Someone who volunteers at FCCO clinics, and there is one Sunday in Philomath, has MS. It got me to thinking, after the last clinic, about MS. She talks about the fire in the brain that occurs during a flare up, that the thought in treatment is preventing damage. MS sufferers are heat and exercise intolerant.
So, I begin to wonder, is MS an endocrine system issue, a failure of internal temperature regulation glands and hormones? In other words, has the thermostat failed?
Is it a cooling system malfunction? A coolant leak? Failure of the radiator, so to speak, or fan? Blood circulation in the brain must be one primary cooling system. Does not enough blood get in and out of the brain? Or does the blood not cool properly in the lungs during exchange? Are the walls of arteries in the brains of MS patients maybe too thin, dissipating the heat of the blood into the brain? I know, probably these are illiterate questions that would make any scientist roll his or her eyes.
Do MS patients sweat properly and lose heat in that manner? Is it a skin issue?
Or, is it an insulation issue of the brain, too much, too little.
If a heavy current load is placed on wires that are too thin to carry the load, excess heat is produced. Or, if too much of a load is put onto one circuit, for any reason, without a circuit breaker, excess heat results.

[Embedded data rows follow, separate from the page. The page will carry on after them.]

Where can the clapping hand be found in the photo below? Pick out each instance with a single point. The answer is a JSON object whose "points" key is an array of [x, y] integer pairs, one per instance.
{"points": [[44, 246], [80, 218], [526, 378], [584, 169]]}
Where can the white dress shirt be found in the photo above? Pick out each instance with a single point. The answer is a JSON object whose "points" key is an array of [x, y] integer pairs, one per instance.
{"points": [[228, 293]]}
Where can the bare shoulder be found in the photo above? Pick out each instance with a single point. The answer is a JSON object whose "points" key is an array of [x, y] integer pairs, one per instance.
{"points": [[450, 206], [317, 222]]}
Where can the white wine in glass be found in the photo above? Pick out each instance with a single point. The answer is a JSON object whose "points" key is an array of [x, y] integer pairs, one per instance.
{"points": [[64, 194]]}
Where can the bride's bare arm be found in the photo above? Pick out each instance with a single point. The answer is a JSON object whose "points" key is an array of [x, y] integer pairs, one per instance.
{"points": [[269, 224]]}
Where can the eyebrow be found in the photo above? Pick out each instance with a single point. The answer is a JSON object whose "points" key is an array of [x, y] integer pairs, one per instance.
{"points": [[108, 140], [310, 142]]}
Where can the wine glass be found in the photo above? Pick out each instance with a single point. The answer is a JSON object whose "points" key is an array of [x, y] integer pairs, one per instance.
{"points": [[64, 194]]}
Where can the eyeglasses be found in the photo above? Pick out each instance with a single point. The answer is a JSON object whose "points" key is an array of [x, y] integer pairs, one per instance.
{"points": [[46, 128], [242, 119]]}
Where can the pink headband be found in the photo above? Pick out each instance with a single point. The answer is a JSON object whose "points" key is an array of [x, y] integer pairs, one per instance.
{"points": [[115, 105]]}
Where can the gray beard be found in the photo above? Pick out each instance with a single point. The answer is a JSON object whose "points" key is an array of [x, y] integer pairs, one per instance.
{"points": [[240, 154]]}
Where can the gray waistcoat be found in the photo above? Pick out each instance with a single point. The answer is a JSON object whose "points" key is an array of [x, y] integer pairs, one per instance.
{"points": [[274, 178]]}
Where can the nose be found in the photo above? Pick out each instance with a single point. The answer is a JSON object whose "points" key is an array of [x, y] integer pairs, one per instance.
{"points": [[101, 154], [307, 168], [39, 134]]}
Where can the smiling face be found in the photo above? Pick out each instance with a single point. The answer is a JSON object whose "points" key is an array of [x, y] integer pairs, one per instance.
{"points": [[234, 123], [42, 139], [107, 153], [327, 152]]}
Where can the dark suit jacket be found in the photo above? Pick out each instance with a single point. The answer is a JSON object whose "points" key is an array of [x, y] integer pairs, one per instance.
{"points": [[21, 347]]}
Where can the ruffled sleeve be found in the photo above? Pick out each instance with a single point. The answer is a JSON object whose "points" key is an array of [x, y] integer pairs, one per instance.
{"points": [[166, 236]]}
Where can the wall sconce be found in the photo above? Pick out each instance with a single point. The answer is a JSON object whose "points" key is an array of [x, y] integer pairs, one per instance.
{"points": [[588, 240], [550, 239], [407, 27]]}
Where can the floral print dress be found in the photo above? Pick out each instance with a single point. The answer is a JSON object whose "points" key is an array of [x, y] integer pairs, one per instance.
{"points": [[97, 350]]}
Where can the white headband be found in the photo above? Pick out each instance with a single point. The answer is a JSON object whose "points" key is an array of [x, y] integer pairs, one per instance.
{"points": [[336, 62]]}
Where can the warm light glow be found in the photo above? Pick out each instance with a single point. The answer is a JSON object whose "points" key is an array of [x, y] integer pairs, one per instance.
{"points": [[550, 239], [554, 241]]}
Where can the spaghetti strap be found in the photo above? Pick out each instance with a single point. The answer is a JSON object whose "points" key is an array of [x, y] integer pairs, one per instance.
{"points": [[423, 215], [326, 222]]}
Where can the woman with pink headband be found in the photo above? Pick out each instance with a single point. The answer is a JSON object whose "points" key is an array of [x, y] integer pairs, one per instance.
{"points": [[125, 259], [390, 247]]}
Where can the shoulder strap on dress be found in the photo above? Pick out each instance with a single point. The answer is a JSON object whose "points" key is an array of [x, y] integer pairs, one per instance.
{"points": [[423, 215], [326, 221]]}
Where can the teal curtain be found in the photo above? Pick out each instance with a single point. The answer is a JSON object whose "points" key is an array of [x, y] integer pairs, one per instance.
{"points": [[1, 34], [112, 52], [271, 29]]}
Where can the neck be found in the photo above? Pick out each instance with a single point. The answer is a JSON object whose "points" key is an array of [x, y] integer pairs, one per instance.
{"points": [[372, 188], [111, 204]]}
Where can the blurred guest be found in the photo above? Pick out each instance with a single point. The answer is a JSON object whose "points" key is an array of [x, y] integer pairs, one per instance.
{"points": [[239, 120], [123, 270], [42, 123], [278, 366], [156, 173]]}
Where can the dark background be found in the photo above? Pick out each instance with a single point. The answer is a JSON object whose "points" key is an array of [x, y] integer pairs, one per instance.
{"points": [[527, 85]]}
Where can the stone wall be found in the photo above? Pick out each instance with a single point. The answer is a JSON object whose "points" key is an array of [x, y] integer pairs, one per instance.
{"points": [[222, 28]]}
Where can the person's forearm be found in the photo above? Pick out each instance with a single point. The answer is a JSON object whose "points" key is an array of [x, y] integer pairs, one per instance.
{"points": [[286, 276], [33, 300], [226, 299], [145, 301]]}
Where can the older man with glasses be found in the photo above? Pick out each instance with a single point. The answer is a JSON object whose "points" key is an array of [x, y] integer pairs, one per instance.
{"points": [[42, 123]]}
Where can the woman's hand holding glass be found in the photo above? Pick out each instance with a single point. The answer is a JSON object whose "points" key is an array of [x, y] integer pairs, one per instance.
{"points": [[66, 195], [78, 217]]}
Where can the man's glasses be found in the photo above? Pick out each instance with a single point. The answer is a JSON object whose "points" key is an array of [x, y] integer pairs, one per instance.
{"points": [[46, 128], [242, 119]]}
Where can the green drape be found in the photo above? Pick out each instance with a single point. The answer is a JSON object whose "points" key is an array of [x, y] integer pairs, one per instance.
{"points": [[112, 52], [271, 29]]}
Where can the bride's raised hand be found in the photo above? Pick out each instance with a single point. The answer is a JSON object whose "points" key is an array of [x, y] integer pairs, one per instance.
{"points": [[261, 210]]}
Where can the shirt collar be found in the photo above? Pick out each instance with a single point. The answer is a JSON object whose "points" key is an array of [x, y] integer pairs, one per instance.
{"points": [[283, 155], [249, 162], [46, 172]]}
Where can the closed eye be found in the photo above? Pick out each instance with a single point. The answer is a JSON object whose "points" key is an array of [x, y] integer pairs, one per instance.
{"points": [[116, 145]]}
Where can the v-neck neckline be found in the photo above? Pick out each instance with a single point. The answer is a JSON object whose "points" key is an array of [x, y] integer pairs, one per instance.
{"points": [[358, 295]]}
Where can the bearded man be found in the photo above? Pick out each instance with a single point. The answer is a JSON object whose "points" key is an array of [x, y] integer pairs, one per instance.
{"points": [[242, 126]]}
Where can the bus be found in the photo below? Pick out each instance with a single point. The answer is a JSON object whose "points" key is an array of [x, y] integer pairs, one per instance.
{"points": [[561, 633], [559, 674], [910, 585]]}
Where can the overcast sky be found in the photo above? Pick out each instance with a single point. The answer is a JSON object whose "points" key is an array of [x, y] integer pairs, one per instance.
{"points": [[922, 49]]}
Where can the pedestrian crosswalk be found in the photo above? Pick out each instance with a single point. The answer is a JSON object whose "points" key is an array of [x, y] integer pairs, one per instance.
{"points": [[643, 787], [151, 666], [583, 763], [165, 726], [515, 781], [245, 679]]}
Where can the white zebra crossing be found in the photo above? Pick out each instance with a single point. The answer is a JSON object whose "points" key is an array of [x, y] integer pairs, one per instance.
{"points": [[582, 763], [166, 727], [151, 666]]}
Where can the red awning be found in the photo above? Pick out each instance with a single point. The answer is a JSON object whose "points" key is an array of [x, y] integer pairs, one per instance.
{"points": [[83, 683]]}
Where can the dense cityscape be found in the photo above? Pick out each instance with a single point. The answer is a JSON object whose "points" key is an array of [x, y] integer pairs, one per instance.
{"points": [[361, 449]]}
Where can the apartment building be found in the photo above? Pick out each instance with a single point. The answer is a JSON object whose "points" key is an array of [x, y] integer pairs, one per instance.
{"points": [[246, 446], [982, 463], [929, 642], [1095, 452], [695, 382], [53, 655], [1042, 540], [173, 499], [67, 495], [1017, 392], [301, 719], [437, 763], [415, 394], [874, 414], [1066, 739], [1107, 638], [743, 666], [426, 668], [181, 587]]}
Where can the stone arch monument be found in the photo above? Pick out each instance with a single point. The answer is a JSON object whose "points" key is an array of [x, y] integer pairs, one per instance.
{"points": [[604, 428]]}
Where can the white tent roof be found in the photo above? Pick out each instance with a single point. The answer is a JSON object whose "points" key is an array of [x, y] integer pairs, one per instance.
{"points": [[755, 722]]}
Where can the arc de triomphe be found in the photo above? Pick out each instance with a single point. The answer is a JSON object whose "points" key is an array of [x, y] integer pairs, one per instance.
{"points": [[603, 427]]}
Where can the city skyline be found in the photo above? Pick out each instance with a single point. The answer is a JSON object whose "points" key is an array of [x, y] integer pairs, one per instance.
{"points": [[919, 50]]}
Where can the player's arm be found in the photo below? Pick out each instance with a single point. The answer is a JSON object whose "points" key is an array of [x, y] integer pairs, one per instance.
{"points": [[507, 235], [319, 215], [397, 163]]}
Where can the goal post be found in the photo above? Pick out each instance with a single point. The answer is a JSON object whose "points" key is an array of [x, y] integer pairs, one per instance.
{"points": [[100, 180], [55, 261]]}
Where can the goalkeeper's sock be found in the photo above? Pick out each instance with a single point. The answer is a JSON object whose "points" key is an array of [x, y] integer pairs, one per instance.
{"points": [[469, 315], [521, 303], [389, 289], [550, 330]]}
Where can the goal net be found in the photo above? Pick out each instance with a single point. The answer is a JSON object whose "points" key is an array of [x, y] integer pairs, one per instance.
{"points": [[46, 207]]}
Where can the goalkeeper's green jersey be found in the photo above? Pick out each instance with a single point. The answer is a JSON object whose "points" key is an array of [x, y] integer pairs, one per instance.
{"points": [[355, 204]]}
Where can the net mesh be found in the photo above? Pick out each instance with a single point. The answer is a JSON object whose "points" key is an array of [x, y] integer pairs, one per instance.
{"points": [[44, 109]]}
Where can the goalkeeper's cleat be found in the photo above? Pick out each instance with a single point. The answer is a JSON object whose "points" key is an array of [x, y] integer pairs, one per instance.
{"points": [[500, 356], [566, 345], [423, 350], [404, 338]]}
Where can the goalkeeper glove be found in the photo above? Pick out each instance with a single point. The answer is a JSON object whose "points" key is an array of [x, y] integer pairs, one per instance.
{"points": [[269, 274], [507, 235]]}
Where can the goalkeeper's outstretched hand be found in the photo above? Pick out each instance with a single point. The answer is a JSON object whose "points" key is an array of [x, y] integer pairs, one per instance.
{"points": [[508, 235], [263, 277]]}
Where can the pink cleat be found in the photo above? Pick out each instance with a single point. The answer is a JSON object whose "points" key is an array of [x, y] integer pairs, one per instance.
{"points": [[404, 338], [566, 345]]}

I think, if I remember high school biology at my ripe age, brain neurons make connections by jumping synapses. If they don't connect, does that just keep firing, creating heat as it does, in attempts to connect? Does the connector wander out of alignment or distance, to enable a correct firing, creating short circuits that fry the lipid neural insulators? If so, why?
As you can see, I really have no clue what I'm talking about. What melts the insulation on wiring? Either overheating of the wire itself, from overload, or sources of heat or chemical reaction exterior to the insulator. As for exterior damagers, acids, parasites, molds, anything that feeds on whatever nerve insulators are made of. Yes, I'm roaming back and forth from the physical world into the brain tissue world, at will, without any real knowledge of either.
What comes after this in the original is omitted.